POSでの掛け売り、商品の後日配送など複雑な処理を容易に組み込むことが可能です(一般受注での処理を共有できるため)。また、POSは入力をバーコード読み込み、ファンクションキーなどで、画面登録作業の円滑化を図っています。この機能を一般受注担当者も使える様になっています。
一般受注販売とPOS販売の統合
POS稼働状況の即時把握
「オンネットPOS」は、画面部のみPC側(ハンディターミナルの場合もある)に配置され、ビジネスロジックとDB操作部はクラウド側に配置されています。この構造により、日本全国に設置されたPOSの稼働状況(受注/売上状況、稼働/非稼働状況など)を即時把握できます。これまでの一般的処理方式である、POS側でのDB処理、そしてサーバへの集信処理を不要としています。
POS稼働状況の即時把握
すぐに設置できること、いつでも・どこでも利用が重要
「オンネットPOS」はインターネット接続が可能であれば、どこからでも利用できます。あるフォルダに最小構成のプログラムをコピーし、サーバに接続すると最新プログラムに更新し直ぐに業務が開始可能です。移動販売、繁忙期のPOS増設などに直ぐに対応できます。
プログラムの自動配信と改善の連続化
「オンネットPOS」はWindowsの高機能画面で動作します。WEB画面ではありません。この動作方式では、プログラムはPC側にインストールされていなければなりません。このプログラムはネットワークに接続された時点で自動的にダウンロードされます。スマホのアプリダウンロードの様にです。この様な仕組みを講じると、POS機能を絶えず機能アップすること、プログラム問題への緊急対応が可能になります。
クラウド利用は障害に対して大丈夫?
「オンネットPOS」の開発は2010年頃です。当時POSは個々のPCで完結して動作する方式が主流でした。ネットワークが切れてもPC単体で動作しますし、PC自体が壊れても複数のPCで業務が行われているため障害は部分的、という事でした。

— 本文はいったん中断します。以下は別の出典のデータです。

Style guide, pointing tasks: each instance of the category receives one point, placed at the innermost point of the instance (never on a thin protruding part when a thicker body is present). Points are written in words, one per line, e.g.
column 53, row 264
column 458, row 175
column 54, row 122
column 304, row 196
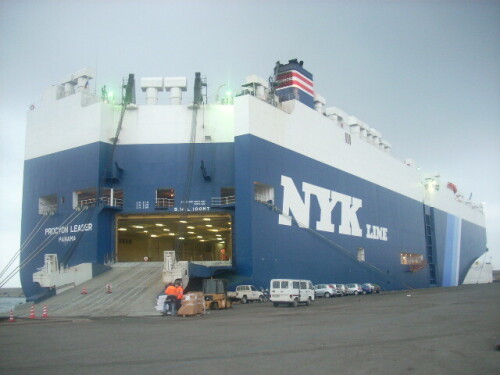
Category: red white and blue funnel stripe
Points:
column 294, row 82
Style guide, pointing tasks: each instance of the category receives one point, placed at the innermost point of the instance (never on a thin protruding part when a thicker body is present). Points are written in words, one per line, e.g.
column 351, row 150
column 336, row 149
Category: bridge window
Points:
column 112, row 197
column 84, row 198
column 165, row 198
column 47, row 205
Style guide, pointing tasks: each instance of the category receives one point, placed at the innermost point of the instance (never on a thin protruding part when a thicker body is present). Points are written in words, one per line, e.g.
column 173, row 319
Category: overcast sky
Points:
column 426, row 74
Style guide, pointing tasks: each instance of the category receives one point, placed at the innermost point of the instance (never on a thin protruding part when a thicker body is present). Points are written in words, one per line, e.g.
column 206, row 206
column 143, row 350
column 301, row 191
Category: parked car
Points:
column 354, row 289
column 338, row 291
column 325, row 290
column 291, row 292
column 342, row 288
column 246, row 293
column 371, row 288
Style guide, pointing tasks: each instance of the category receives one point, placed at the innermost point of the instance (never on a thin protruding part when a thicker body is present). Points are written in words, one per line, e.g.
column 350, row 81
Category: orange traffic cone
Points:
column 44, row 312
column 32, row 313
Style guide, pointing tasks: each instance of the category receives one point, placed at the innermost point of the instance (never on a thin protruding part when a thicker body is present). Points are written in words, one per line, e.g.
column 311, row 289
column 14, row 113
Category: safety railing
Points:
column 165, row 202
column 223, row 201
column 115, row 202
column 49, row 209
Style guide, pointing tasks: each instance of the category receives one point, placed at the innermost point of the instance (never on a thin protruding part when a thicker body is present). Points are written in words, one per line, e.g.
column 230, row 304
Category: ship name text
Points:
column 300, row 209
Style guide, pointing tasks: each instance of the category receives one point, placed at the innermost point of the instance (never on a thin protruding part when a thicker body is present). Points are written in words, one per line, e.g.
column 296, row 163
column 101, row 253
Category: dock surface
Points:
column 444, row 331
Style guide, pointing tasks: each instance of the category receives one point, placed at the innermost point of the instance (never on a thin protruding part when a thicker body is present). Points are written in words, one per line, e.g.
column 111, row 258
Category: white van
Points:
column 291, row 292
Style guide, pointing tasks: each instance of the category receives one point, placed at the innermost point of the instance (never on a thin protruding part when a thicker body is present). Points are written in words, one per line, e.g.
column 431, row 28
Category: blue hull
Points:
column 263, row 248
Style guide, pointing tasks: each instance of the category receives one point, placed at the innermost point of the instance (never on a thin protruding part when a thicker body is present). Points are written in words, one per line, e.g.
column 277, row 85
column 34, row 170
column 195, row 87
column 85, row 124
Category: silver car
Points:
column 354, row 289
column 324, row 290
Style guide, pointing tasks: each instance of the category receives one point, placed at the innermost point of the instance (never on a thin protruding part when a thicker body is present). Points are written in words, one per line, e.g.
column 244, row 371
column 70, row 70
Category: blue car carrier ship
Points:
column 270, row 183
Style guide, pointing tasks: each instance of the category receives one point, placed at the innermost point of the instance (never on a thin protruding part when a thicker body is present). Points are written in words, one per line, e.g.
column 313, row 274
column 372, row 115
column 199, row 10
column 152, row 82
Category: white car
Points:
column 246, row 293
column 354, row 289
column 291, row 292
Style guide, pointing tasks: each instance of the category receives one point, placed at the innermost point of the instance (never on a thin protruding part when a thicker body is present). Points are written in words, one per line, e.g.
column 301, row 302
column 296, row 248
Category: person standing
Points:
column 170, row 301
column 179, row 292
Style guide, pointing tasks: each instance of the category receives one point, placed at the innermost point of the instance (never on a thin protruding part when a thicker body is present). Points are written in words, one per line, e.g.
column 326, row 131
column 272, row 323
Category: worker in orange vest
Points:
column 223, row 255
column 179, row 291
column 169, row 307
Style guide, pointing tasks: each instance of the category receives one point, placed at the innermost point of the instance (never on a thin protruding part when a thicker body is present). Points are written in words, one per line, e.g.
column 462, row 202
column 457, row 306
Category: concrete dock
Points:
column 427, row 331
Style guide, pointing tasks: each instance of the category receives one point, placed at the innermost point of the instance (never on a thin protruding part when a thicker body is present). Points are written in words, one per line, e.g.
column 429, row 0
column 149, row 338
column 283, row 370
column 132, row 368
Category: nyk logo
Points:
column 293, row 205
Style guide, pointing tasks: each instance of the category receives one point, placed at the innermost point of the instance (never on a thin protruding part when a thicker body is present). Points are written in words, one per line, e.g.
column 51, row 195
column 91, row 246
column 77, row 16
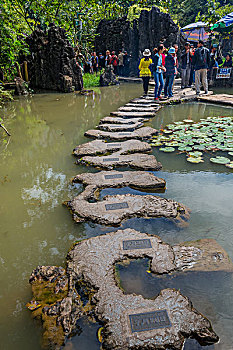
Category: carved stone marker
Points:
column 113, row 176
column 117, row 206
column 98, row 147
column 137, row 244
column 130, row 321
column 149, row 320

一方「オンネットPOS」は画面表示制御のプログラムのみPC側にあり、業務処理はネットワークの向こう側のクラウドにある方式です。ネットワークやクラウドに障害が起こると、POS業務全体がストップします(回避策は後述)。
この方式でPOS、販売管理を数百台のPCに適用してきましたが、今のところ障害発生は一度もありません。POSプログラムの継続改良、データの即時反映など利点の方を多く経験しました。今では優位点として訴求出来る様になりました。
クラウドが発展し、二重化などの冗長構成が簡単に用意できる様になりました。「メインサイトは日本で、バックアップは米国」も可能です。要は費用の問題です。「ネットワークは?」についてはキャリアを分けた二重化も可能です(日本全体のネットワークがダメになったらお手上げですが、スターリンクなら大丈夫かもしれません)。
「オンネットPOS」では、全国現地保守が必要になるご要求に備え「オンネットPOS全国保守サービス」)をご用意しています。
Windows技術だけで大丈夫?
「オンネットPOS」(オンネット統合業務全体)は、マイクロソフト社の開発環境とWindow OS、SQLServer(データベース)で構築されています。開発から10年以上を経過していますが、組み込み端末(ハンディターミナル)利用を含めて問題になったことはありません。
ただ今後、オンネット統合業務のデータを参照や小入力(入力項目数が少ない事)などで、スマホ利用の可能性がある点は留意しています。幸い、マイクロソフト社基盤で作成はしていますが業務ロジックはWEBサーバ側で行っています(HTTP)。このロジック利用は、HTTP通信(REST)で可能なのです。iOS, Androidも利用できます。マイクロソフト社もその辺りの開発環境も整えています。
当社はBlazor、NetMaui、WEB画面で新たなご要求に応えるべくバーコード読み取り、カメラ、GPSなどの利用を想定し、サンプルプログラムの作成も実施しています。
どんな端末にも対応
これまでWindowsPCだけでなく、Windows組み込みベースのハンディターミナル(表示面積が小さい)、タブレット端末(PCと同じ)に対応してきました。これは、①画面表示部、②POS業務ロジック部、③DB操作部に分離する方式で構築されているので可能でした。
②、③はクラウド側に配置されていますので、操作部である①の表示デザインのみの変更で対応できるためです。①の部分をWEBにすればEC画面になります。昨今、Android、iOS対応もニーズがあります。.NET MAUI の利用で対応すべく準備中です。